Boy-band mogul Lou Pearlman was arrested at an Indonesian hotel. He was turned over to U.S. authorities and scheduled to be flown to Guam to appear before a judge.
Pearlman was charged with one felony count of bank fraud.
"We expect that he will be returned to Florida," said Steve Cole, a spokesman for the U.S. Attorney's Office in Tampa.
The arrest ends several months of hiding for Pearlman, who faces a multitude of civil lawsuits and two involuntary bankruptcy proceedings. He has not responded to court subpoenas and does not have an attorney in either bankruptcy case.
On Tuesday, creditors liquidated his assets, including gold and platinum records from acts like the Backstreet Boys and 'N Sync. Pearlman is most famous for creating those boy bands, though he was also involved in airplane charter, talent scouting, restaurants and other ventures.
Banks are hounding Pearlman and his companies for more than $120 million (90.2 million EUR), according to bankruptcy court documents. It was not entirely clear how Pearlman allegedly committed bank fraud in the federal charges.
However, court documents filed by the Florida Office of Financial Regulation and in civil suits against Pearlman allege he created a fake accounting firm that prepared bogus statements for investors.
Pearlman lost control of several companies in February when a state judge appointed a receiver to take over the books. He also did not mount a defense or appear in court then.

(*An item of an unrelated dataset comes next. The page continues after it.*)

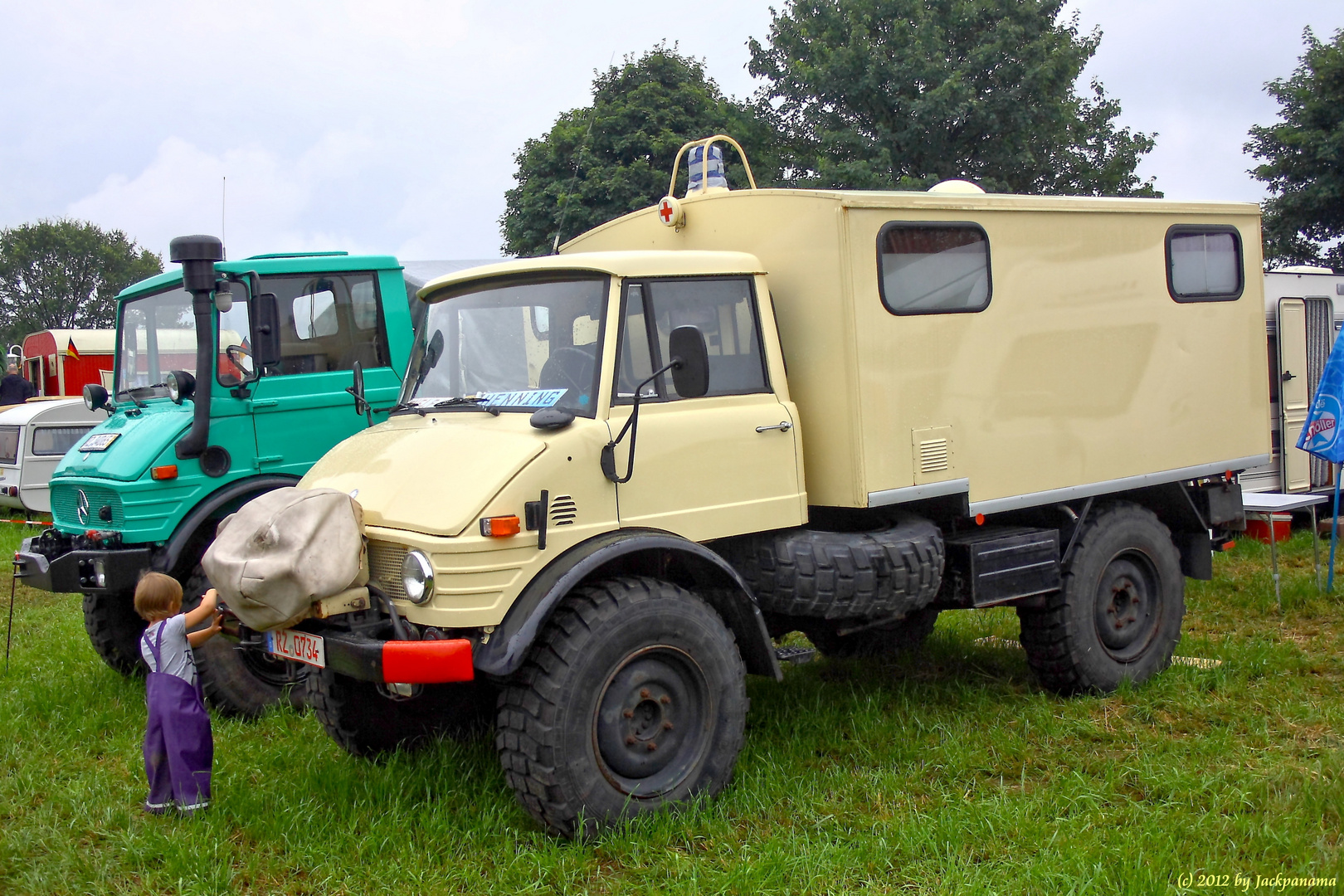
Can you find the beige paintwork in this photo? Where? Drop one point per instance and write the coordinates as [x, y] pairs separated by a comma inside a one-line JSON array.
[[1079, 373]]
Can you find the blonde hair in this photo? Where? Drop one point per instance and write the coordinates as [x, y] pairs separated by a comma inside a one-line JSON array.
[[158, 597]]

The receiver, Jerry McHale, says he has found few assets and considerable debt. McHale said Pearlman appears to have been operating one of the biggest Ponzi schemes in state history, defrauding about 1,000 individual investors of more than $315 million (236.77 million EUR). Such schemes typically promise huge returns that never materialize.

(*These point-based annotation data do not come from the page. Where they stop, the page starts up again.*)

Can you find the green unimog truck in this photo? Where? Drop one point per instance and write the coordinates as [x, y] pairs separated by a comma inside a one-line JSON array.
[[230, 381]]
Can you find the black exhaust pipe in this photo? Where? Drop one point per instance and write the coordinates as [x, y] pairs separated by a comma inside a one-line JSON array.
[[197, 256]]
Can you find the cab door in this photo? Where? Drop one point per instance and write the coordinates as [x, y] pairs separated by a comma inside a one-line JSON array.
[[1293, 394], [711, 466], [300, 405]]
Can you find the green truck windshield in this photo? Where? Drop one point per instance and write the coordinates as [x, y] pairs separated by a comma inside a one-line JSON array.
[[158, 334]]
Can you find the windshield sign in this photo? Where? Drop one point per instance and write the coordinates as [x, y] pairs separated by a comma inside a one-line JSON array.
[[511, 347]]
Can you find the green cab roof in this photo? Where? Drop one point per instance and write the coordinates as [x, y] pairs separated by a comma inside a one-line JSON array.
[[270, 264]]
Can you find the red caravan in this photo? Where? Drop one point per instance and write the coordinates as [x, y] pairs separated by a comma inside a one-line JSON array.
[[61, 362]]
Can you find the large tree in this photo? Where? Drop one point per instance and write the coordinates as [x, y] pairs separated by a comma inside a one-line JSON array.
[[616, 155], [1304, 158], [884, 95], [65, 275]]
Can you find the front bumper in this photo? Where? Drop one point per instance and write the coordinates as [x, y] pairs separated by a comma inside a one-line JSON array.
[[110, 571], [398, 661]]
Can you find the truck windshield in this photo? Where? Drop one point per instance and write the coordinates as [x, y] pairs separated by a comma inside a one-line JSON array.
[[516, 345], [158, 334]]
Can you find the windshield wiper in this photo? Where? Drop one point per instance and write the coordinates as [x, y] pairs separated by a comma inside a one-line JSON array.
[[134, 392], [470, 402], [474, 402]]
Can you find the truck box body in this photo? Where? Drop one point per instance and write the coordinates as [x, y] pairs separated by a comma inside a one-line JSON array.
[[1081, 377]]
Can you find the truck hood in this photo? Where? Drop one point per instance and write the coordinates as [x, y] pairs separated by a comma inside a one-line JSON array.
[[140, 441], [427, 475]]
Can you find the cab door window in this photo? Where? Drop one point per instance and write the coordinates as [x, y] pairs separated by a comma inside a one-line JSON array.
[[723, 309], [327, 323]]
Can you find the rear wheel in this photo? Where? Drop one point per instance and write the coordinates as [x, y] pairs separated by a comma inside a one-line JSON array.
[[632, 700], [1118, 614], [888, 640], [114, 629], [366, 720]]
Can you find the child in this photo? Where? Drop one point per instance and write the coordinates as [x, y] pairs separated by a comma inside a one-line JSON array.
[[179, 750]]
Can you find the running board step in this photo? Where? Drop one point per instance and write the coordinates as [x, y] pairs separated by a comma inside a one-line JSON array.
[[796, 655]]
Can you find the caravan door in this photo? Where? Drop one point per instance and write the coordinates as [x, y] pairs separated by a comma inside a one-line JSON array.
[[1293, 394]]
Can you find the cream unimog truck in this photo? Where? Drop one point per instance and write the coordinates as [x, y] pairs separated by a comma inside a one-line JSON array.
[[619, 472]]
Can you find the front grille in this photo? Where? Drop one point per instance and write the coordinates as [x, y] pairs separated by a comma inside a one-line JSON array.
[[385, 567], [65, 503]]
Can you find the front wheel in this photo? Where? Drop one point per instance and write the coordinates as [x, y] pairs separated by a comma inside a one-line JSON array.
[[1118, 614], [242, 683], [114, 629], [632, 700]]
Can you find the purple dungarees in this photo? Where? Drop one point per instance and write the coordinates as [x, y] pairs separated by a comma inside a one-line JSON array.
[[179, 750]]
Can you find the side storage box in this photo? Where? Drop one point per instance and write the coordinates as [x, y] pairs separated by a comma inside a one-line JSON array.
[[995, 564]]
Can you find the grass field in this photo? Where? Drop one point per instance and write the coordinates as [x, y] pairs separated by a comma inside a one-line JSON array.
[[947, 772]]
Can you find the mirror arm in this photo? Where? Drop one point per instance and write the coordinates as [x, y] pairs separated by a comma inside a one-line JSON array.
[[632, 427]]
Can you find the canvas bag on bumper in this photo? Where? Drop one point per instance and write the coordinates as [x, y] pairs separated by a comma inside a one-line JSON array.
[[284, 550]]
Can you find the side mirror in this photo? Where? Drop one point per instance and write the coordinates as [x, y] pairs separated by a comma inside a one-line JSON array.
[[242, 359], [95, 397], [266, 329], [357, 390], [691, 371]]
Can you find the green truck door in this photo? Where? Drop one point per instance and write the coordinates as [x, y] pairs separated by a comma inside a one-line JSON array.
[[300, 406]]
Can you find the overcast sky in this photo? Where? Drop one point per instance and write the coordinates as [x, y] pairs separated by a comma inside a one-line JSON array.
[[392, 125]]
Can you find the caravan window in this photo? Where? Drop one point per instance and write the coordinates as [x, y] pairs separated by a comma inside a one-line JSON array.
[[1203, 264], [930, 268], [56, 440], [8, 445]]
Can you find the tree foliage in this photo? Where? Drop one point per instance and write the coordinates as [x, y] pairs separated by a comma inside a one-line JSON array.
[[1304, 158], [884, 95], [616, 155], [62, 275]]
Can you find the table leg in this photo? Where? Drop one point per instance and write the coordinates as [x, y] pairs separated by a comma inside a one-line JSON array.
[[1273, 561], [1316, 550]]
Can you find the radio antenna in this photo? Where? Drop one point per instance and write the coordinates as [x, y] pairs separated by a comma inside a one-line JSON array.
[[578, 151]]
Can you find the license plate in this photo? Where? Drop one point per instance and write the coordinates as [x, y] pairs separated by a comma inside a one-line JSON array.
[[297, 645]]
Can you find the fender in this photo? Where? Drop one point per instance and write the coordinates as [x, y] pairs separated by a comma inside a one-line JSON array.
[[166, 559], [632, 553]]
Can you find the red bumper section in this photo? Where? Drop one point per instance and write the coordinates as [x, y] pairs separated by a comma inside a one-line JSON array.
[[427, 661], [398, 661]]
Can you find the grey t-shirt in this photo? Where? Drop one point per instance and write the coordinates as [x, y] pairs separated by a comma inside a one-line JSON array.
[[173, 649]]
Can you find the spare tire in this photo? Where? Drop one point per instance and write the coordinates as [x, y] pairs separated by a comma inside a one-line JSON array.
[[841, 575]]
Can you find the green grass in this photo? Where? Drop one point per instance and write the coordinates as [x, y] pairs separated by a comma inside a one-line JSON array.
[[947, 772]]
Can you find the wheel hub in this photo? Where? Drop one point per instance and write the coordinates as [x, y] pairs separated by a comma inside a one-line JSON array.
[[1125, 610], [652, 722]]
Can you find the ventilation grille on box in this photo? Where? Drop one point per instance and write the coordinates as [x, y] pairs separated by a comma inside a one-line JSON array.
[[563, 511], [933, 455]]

Pearlman allegedly sold a bogus savings account plan promising large dividends, then transferred payments to himself, to associates and across his companies.

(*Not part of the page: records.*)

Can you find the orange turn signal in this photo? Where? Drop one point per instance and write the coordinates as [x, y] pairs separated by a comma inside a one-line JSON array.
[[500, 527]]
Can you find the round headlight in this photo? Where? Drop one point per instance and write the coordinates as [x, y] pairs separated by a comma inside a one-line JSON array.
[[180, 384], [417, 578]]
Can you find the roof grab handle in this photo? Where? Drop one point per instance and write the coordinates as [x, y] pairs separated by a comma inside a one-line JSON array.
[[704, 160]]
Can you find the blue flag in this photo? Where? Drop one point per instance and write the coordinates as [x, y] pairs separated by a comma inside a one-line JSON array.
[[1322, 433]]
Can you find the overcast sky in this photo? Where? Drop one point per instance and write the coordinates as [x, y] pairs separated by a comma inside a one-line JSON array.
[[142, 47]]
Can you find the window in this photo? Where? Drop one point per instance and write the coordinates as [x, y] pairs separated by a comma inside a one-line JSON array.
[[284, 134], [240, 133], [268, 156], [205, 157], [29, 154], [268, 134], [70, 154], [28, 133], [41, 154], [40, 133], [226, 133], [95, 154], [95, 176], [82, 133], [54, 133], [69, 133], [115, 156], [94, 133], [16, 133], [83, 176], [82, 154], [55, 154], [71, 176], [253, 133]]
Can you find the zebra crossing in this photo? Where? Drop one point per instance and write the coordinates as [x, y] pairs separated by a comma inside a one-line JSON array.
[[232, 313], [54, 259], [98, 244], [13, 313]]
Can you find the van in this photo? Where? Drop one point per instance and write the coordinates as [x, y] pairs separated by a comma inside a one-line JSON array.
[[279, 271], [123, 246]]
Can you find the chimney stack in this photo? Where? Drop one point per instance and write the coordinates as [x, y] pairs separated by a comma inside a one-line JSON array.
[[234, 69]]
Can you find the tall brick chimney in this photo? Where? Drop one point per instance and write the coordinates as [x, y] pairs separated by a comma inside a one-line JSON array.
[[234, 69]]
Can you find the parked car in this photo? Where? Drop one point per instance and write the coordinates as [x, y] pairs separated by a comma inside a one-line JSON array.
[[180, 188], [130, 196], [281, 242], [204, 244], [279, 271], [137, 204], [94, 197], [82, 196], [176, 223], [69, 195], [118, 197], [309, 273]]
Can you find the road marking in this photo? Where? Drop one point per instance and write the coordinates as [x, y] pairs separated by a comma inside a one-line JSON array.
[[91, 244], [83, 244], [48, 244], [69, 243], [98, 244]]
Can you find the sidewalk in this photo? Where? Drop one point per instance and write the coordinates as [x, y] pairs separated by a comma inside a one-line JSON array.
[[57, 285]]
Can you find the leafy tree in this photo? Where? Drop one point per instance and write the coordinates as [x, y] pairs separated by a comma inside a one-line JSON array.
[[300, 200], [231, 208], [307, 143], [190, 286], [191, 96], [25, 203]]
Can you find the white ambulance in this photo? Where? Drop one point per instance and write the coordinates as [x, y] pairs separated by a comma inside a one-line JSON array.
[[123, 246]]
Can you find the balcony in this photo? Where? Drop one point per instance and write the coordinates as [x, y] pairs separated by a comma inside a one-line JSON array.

Soneet Kapila, the court-appointed trustee in the bankruptcy cases, said the arrest should help authorities sort through Pearlman's confusing financial picture.
"I'm looking forward to seeing him on American soil," Kapila said. "I'm anxious to see what he had in his possession, where he was located, and how anything he had in his possession will help me locate the assets."
Pearlman's books are convoluted and incomplete, investigators say. He apparently created more than 100 companies - a separate one for each business venture - but treated them all as one by blindly transferring assets and paying bills.